Si j'ai bien compté, il y a, durant les 90 minutes de ce film, pas moins de douze assassinats, ce qui nous place dans une honnête moyenne, d'autant qu'à part deux d'entre eux, les meurtres ne sont pas "collectifs", si je puis dire, mais ont tous leur individualité et – on peut l'écrire ! – leur charme particulier.
Je note qu'un des seuls qui fait exception ne manque d'ailleurs pas de ce charme baroque, puisqu'il concerne deux amants en train de prendre du bon temps, simultanément transpercés par une sagaie sur le lit de leurs ébats, tels de singuliers insectes par un savant entomologiste !
Cela dit, si l'intrigue est niaise – une absurde histoire de spéculation immobilière – la mise en scène très rythmée de Mario Bava est excellente et son sens de l'esthétique horrifique sait en mettre plein les yeux : on n'oublie pas si facilement que ça l'image du cadavre qui sort de l'eau le visage recouvert d'une pieuvre gluante…

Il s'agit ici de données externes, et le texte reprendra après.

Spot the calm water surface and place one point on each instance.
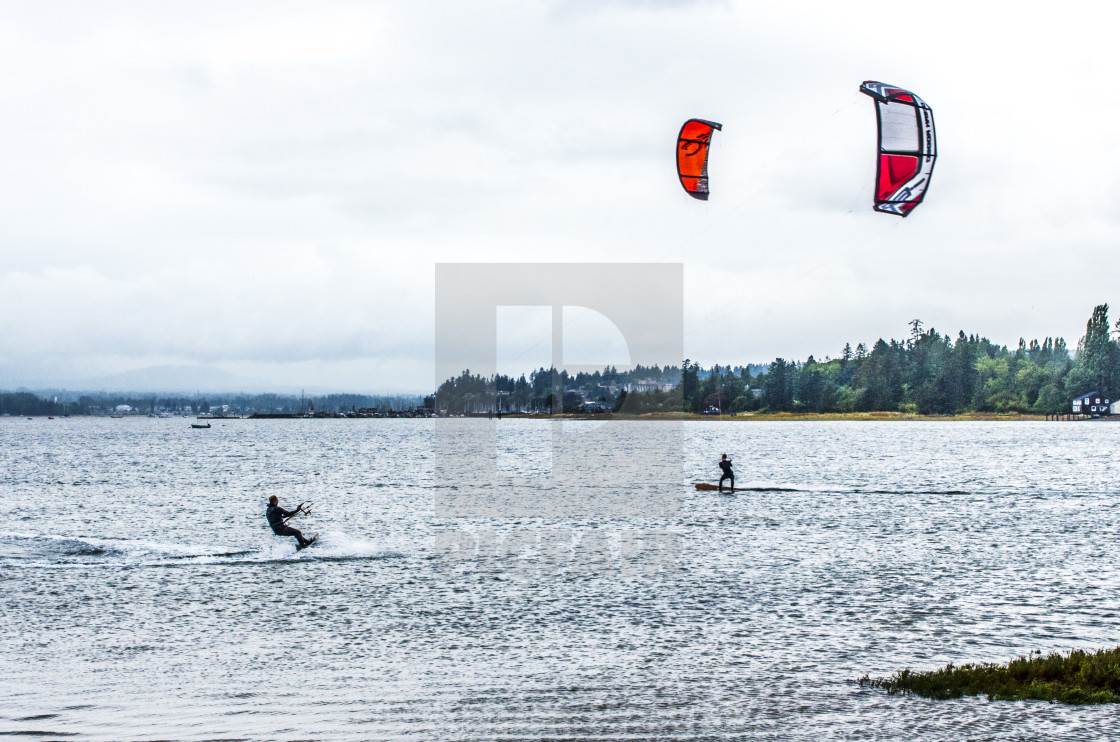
(142, 595)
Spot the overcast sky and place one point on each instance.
(266, 187)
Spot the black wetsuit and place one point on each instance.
(276, 516)
(728, 474)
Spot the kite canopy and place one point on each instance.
(907, 147)
(692, 156)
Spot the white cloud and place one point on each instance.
(267, 186)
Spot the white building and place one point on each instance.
(1092, 404)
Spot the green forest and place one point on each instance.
(926, 373)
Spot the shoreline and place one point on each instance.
(795, 417)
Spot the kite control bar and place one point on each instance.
(300, 509)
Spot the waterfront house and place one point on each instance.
(1092, 404)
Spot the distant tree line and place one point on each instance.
(543, 390)
(927, 373)
(63, 402)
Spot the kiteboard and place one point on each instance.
(708, 487)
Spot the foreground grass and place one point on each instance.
(1075, 678)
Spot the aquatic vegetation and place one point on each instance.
(1079, 677)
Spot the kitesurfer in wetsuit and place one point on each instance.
(277, 516)
(728, 474)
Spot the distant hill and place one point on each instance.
(174, 379)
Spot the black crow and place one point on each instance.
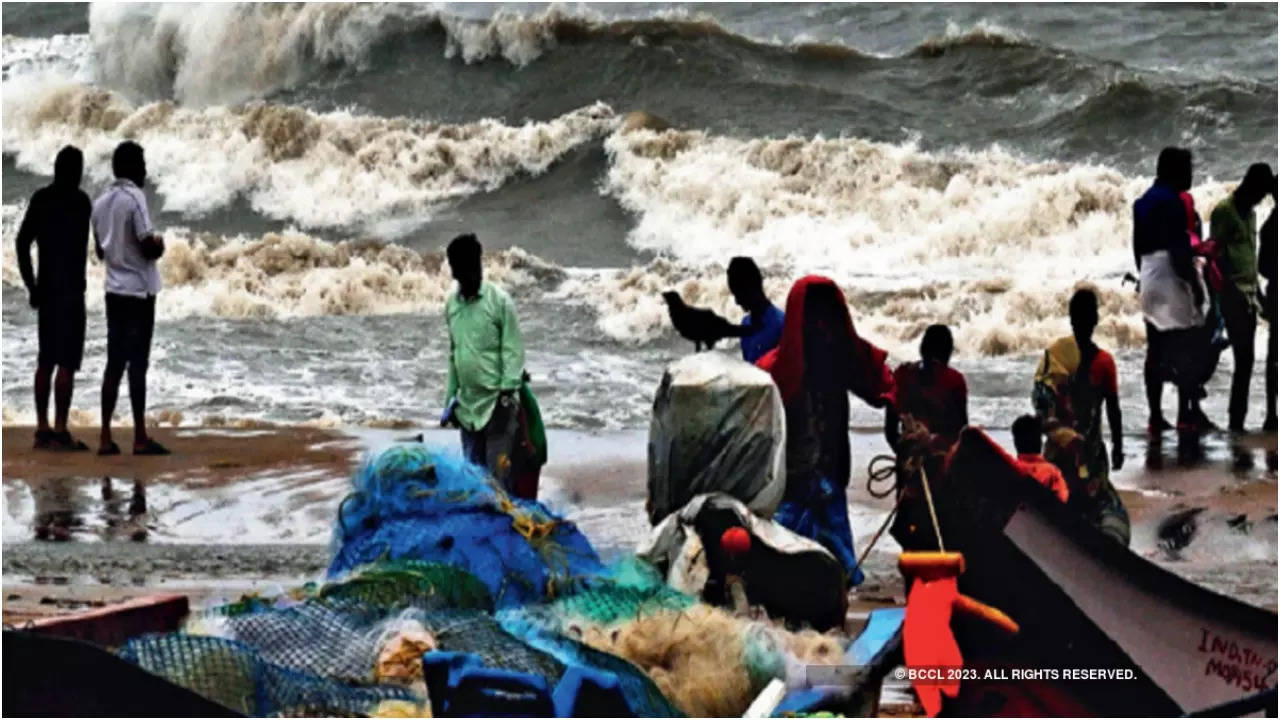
(699, 324)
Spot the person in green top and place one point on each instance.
(1233, 227)
(487, 374)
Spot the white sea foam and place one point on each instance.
(68, 55)
(332, 169)
(293, 274)
(219, 53)
(981, 240)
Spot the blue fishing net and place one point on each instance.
(641, 696)
(411, 502)
(236, 677)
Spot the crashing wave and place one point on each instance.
(315, 169)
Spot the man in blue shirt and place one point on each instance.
(1170, 294)
(762, 327)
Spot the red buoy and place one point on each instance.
(735, 542)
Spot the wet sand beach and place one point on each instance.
(236, 511)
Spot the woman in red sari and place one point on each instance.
(817, 364)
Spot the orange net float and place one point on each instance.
(932, 600)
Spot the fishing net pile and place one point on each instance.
(430, 557)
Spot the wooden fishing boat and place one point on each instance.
(1104, 630)
(62, 666)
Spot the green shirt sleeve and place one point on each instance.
(1235, 235)
(512, 347)
(451, 386)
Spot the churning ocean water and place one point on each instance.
(965, 164)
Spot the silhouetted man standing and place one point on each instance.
(1233, 226)
(487, 370)
(129, 246)
(762, 327)
(1170, 292)
(56, 220)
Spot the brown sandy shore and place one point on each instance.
(288, 474)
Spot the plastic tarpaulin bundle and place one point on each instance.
(415, 504)
(686, 548)
(717, 425)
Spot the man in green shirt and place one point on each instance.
(487, 365)
(1233, 227)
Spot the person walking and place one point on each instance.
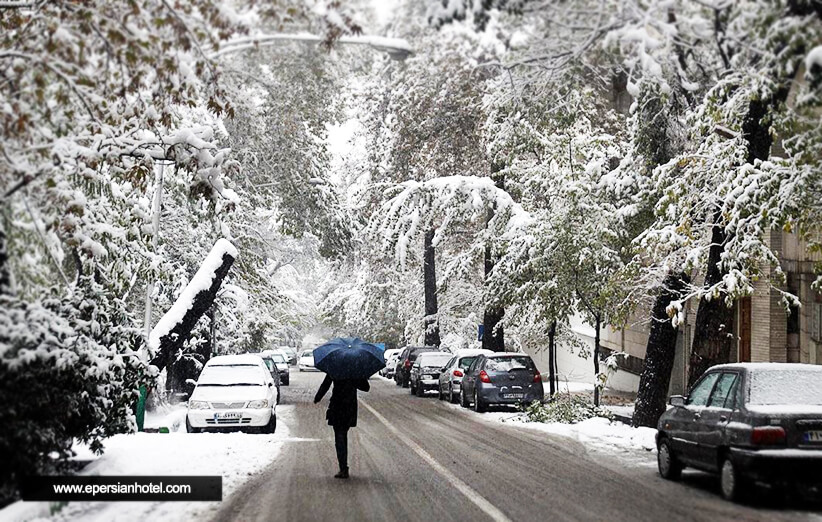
(342, 413)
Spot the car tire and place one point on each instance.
(190, 428)
(669, 466)
(731, 482)
(479, 406)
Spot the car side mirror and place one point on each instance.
(677, 400)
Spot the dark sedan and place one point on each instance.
(402, 375)
(503, 378)
(749, 422)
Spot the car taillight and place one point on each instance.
(768, 435)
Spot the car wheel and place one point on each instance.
(731, 481)
(479, 407)
(669, 466)
(190, 428)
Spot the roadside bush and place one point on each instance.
(565, 408)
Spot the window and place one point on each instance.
(722, 391)
(699, 395)
(504, 364)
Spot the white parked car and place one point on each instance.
(450, 380)
(280, 360)
(233, 391)
(306, 361)
(391, 357)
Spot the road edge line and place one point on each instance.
(469, 492)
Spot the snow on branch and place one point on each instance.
(398, 48)
(173, 328)
(442, 201)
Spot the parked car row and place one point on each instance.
(478, 378)
(748, 423)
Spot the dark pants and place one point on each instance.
(341, 444)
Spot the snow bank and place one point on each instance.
(201, 281)
(598, 432)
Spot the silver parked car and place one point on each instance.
(425, 372)
(502, 378)
(451, 375)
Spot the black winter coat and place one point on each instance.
(342, 408)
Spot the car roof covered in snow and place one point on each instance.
(234, 360)
(472, 352)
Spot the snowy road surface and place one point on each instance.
(421, 459)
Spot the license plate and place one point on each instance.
(813, 436)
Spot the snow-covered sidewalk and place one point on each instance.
(235, 456)
(613, 437)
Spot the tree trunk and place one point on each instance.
(5, 273)
(552, 354)
(172, 342)
(713, 330)
(431, 322)
(659, 355)
(493, 337)
(598, 318)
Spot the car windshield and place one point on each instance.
(434, 360)
(794, 386)
(231, 375)
(505, 364)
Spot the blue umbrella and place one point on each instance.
(349, 358)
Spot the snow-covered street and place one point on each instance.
(585, 235)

Chose que j'avais remarquée, lors de mes premières visions, il y a trente-cinq ans, et qui m'étonne encore aujourd'hui : la baie, objet de toutes les convoitises, loin d'être un de ces petits paradis que recèlent les côtes italiennes, est plutôt médiocre et crasseuse, sans charme aucun, pleine de souches pourries et de fourrés maigrelets. Il est vrai que l'histoire se passe au début du printemps, avant la reprise de la végétation, sous un soleil qui devient rapidement bas ; comme dans Le projet Blair witch – qui se déroule, je pense, à la fin de l'automne, ces lumières rases sont plutôt propices à l'installation d'un malaise diffus.
L'état d'esprit – jeunes fous, liberté sexuelle, fumettes diverses – est très caractéristique des années Soixante-dix et on ricanera bien aussi devant les pattes d'eph des pantalons, les vestes afghanes et tout le toutim ; ce qui rend d'autant plus heureusement glaçante l'image de la serpe qui fend brusquement en deux un visage.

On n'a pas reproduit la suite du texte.